The top priority was, first and foremost, getting a website that was optimized for form fills and lead conversion, which we did not have at the time. Second, it was getting a CRM that worked for us. We had a homegrown system at the time, and it was an electronic rolodex for our salespeople. If you truly want marketing and other teams to be on the field helping the sales team, you really need a system that integrates well with martech, other sales technologies and one where sales and marketing can mutually contribute to the buyer's journey.
How did you start to drive leads to the website?
Our primary competition is the original equipment manufacturers, the big guys, and there's very little awareness that there is a company like Service Express or a category of companies out there that do what we do. If you took North America and put all the third-party maintenance providers together, we would we would be less than 7 percent of the total addressable market. The first thing I wanted to do was work with the team to build valuable content that we could share and educate our buyers with. We didn't want to just spam them with e-mail, so we built content and then we leveraged our marketing automation system at that time to create a strong outbound marketing program that got the content out there.
What do your teams look like?
We had a top-of-funnel problem and knew if we invested a little bit in demand marketing, we could front-load the top of the funnel and help the sales team out since they were having a difficult time following up on the leads we gave them. They weren’t sure which ones were good or bad. After learning that our prospects are 800 percent more likely to pick up the phone if we call them within five minutes of the lead coming through, we created a sales development team to field those inbound leads and a revenue operations team, which is sales ops and marketing ops rolled into one.
How do you manage your tech stack?
We have a very robust technology stack. CMOs are spending more money on technology than anyone else in the organization but, too often, marketing teams are responsible for the deployment, implementation and integration of those systems when they shouldn’t be. So, we have a dedicated rev ops team that is, as I like to call it, Switzerland. When sales and marketing are fighting in a healthy way about the quality of leads or a process, the revenue operations team objectively looks at the systems and the data. They have a dotted line of responsibility to me and to our chief revenue officer.

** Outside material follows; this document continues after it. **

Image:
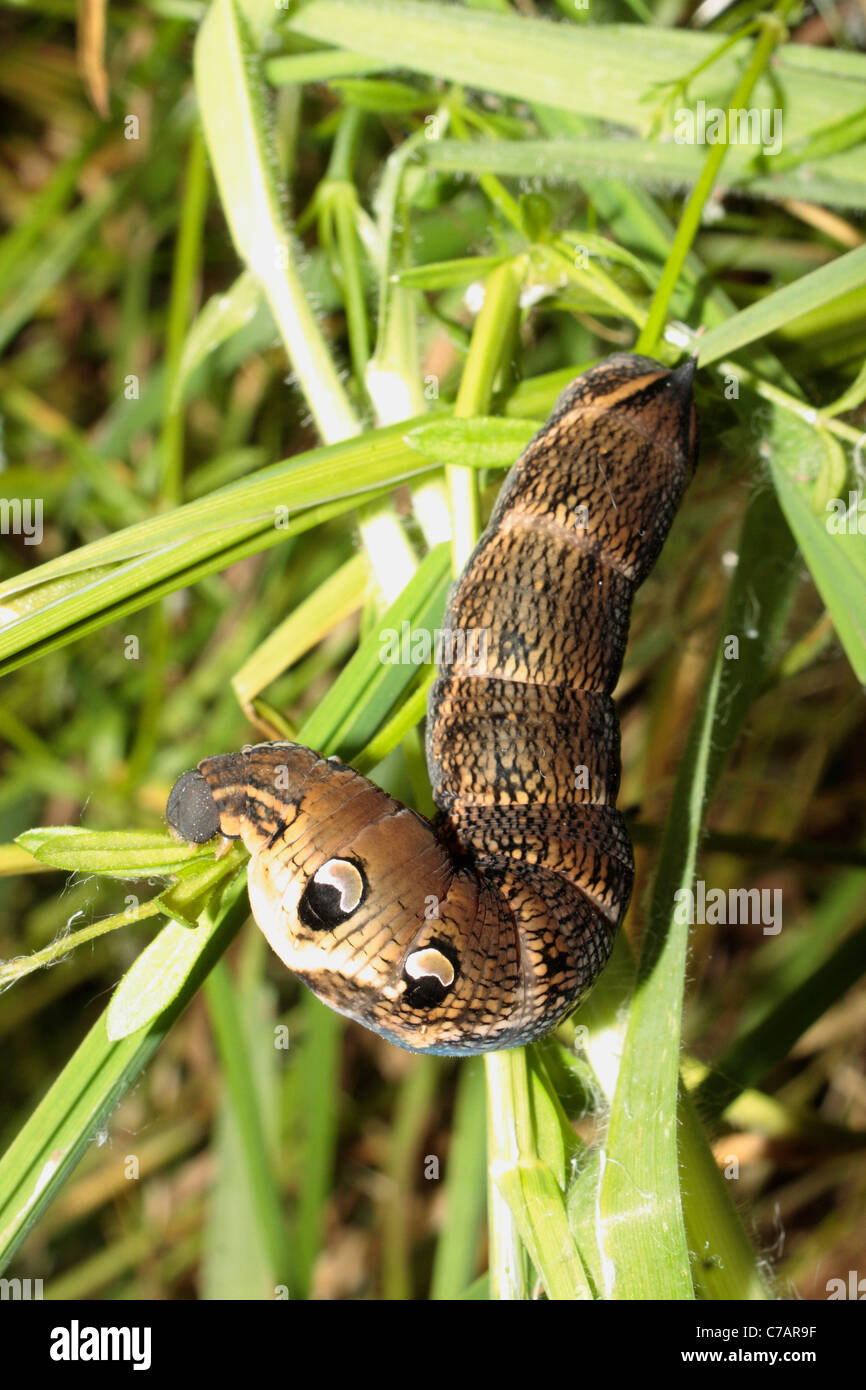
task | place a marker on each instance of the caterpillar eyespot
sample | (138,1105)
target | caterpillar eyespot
(528,862)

How do you choose your technology?
One of the most important functions of our rev ops team is the idea of this solutions architect. We try it before we buy it. Once we articulate the need that we have, they are responsible for going out and finding the best solution for sales and marketing. We've got a robust tech stack of probably 20 or so technologies—sales enablement tools, cadence software, pipeline management and deal management tools. Technology is only as good as the quality of data that you are using behind it, so our revenue operations team also focuses on qualifying that data so that our sales development, sales teams and marketing teams don't have to.
What are some of your key metrics?
When we started, the metric for success for us was number of meetings scheduled. How you measure people is how they're going to drive performance and fill their days. That was a great place for us to start but we had to move the ball because we found that we had great people who ended up scheduling lots of meetings with unqualified people. We had to start looking at how much qualified pipeline those meetings were driving to the sales team instead.

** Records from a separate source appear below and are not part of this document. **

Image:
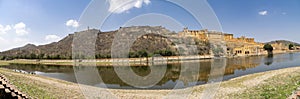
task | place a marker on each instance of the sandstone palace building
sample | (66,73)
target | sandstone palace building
(241,46)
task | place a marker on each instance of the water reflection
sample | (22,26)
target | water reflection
(174,74)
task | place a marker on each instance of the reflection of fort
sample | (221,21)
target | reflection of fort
(240,46)
(173,73)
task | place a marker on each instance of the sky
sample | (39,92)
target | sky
(44,21)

There are two different ways we use numbers. There's the way we look at numbers to drive our business and to execute on strategy, and then there's the way we use numbers to report up to investors and the executive team. A lead from one channel is going to be very different than a lead from another channel, so we have to simplify it for our audience and understand and recognize that we have multiple audiences that we're speaking to.

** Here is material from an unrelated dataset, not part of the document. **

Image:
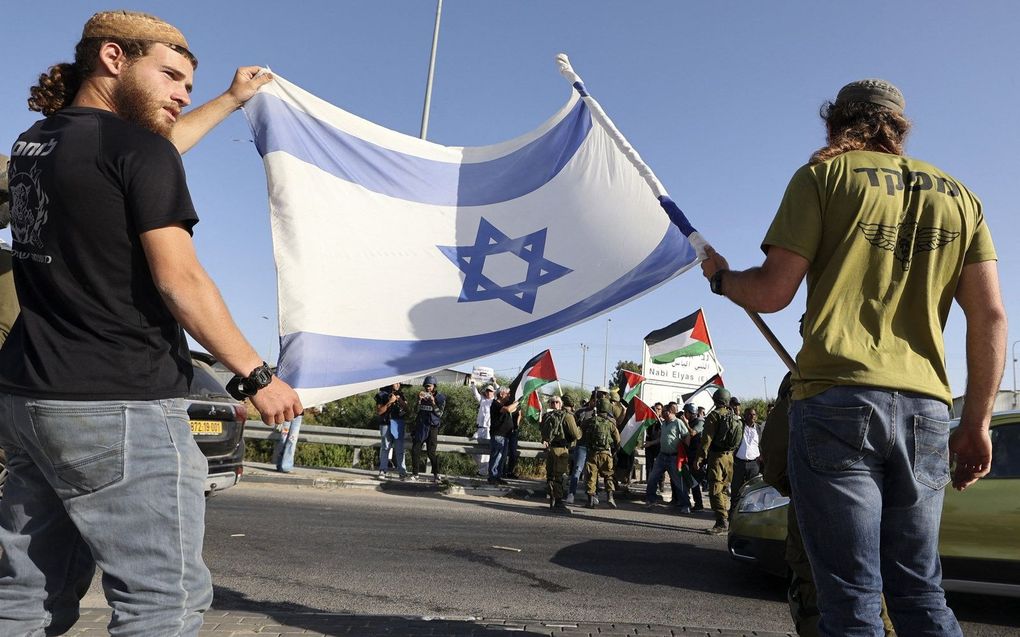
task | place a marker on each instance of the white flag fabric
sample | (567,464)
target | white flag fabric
(398,257)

How to you simplify messaging for investors?
At the end of the day, I want to be able to articulate to my investors that, if they give me $1, how many dollars in pipeline am I going to be able to give back to them. How many dollars in monthly recurring revenue am I going to be able to give back to them? We know our lifetime value, we know how long we keep customers, and we're able to understand how we can say to investors, if you give me a dollar, I'll give you this back in pipeline.
How did you get marketing to contribute 70 percent new logo pipeline?
I attribute all of that to the alignment we have with demand marketing, the follow-up we get with sales development and the checks and balances we have with our field sales and inside sales teams. Every single prospect or customer in our CRM has a systematic way that they progress. No one can progress through and get lost in a black hole and that's so important because, in a silo, marketing hands off to sales and somebody gets lost in that funnel. Our rev ops team ensures that every account, every prospect, has an owner. It starts in marketing, goes through sales development, goes through to our sales team. Sometimes we win them, sometimes we recycle them and send them back to somebody else, but there is always an owner and a next step in that sales funnel.